Texas will change the three-drug cocktail it uses to execute condemned criminals, switching from the difficult-to-get sodium thiopental to pentobarbital, officials said Wednesday.

Michelle Lyons, spokeswoman for the Texas Department of Criminal Justice, said the new drug will be used for the first time in the scheduled April 5 execution of convicted murderer Cleve Foster.

The change marks the first time since December 1982 that Texas has changed its three-drug formula used in executions.

In the past year, the only U.S. supplier of sodium thiopental discontinued production, and Texas and other states have been unable to find another supplier to continue executions. Georgia's supply was seized by federal investigators Tuesday amid questions about how the state obtained it.

Texas' on-hand supply expires at the end of this month.

Sodium thiopental is a short-acting barbiturate, one of three drugs used in executions. Pancuronium bromide and potassium chloride are the other two drugs, used to paralyze muscles and stop the heart, respectively.

In recent months, Oklahoma and Ohio switched to pentobarbital — a surgical sedative and barbiturate commonly used for euthanizing animals — because of the supply problem. Oklahoma has carried out two executions with the new drug in the combo, and Ohio has carried out one using only pentobarbital.

Lyons said Texas has recently purchased enough pentobarbital for five executions. She said 5 grams of pentobarbital will be used instead of 3 grams of sodium thiopental.

A legal challenge to the change is expected.

In a statement, Maurie Levin, Foster's attorney, criticized prison system officials for making the last-minute switch when they have known for months that their supply of sodium thiopental was about to expire.

"The timing of the decision and disclosure raises serious concerns about the haste with which they are seeking to implement this new process, and a lack of transparency by state officials," she said. "To permit less than three weeks for these matters to be vetted undermines any faith we can have in TDCJ's concern for deliberate process, accountability, or the constitutionality of the new procedures."

Levin said that the decision on the change was not made by medical professionals. Lyons said Rick Thaler, head of the agency's prisons division, authorized the drug switch.

Even so, Lyons said, courts have allowed other states to switch to pentobarbital.

"Oklahoma has successfully used the drug in its execution process, and our protocol would be the same as the one used by Oklahoma," Lyons said. Texas adopted its initial three-drug cocktail in 1982 from one proposed in Oklahoma.

Deborah Denno , a Fordham Law School professor who is one of the nation's leading experts on death penalty issues, questioned the drug switch.

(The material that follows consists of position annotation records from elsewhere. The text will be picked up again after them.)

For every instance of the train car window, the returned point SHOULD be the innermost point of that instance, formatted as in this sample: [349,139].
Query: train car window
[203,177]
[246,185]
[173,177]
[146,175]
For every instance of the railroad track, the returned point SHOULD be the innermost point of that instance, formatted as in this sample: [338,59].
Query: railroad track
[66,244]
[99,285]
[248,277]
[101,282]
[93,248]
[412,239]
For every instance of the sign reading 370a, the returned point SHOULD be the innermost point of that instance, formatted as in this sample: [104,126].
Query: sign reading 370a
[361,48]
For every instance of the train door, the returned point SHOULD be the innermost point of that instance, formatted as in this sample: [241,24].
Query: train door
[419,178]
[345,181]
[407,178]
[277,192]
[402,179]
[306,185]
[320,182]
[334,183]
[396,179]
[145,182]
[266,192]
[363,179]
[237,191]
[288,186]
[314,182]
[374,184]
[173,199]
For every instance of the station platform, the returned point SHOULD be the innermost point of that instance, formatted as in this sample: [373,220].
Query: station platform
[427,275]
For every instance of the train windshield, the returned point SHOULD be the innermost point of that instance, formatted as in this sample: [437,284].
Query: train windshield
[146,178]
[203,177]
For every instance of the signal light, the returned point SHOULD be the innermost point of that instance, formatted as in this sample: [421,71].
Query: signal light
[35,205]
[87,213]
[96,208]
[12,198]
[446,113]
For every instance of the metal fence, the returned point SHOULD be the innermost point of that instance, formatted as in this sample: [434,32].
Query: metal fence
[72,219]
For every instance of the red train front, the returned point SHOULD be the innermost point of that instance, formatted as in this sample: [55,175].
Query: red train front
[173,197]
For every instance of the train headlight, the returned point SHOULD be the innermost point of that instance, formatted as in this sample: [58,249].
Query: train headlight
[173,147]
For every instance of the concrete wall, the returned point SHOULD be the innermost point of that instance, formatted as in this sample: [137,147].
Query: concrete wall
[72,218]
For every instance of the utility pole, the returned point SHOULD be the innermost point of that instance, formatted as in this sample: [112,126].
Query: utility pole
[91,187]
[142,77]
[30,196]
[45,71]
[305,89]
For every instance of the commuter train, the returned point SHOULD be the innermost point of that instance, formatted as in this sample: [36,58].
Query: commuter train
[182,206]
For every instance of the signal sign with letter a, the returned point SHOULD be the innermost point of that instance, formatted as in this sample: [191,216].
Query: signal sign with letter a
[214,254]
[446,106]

"In a continuing desperate measure to execute, Texas has followed in the footsteps of Oklahoma by switching drugs not in an effort to make executions more humane, but simply to make the execution process more feasible, irrespective of the unknown consequences," she said. "This lemming effect has created a decades-long pattern of lethal injection botches in which (state corrections departments) try to remain one step ahead of lawsuits."

Texas has five executions scheduled between April and July. Last year, 17 criminals were executed, the most of any state. In the past 25 years, Texas has carried out more than 450 executions.

Texas' decision to switch to pentobarbital comes amid some cautions. Medical professionals have warned for months that the drug has rarely been used on humans in recent years, a potential problem in legal challenges.

In addition, though pentobarbital is now widely available, Lundbeck Inc., the sole U.S. manufacturer of the drug, recently cautioned that the firm does not approve of its use in executions — a statement similar to one issued by the maker of sodium thiopental before it cut off the supply last year.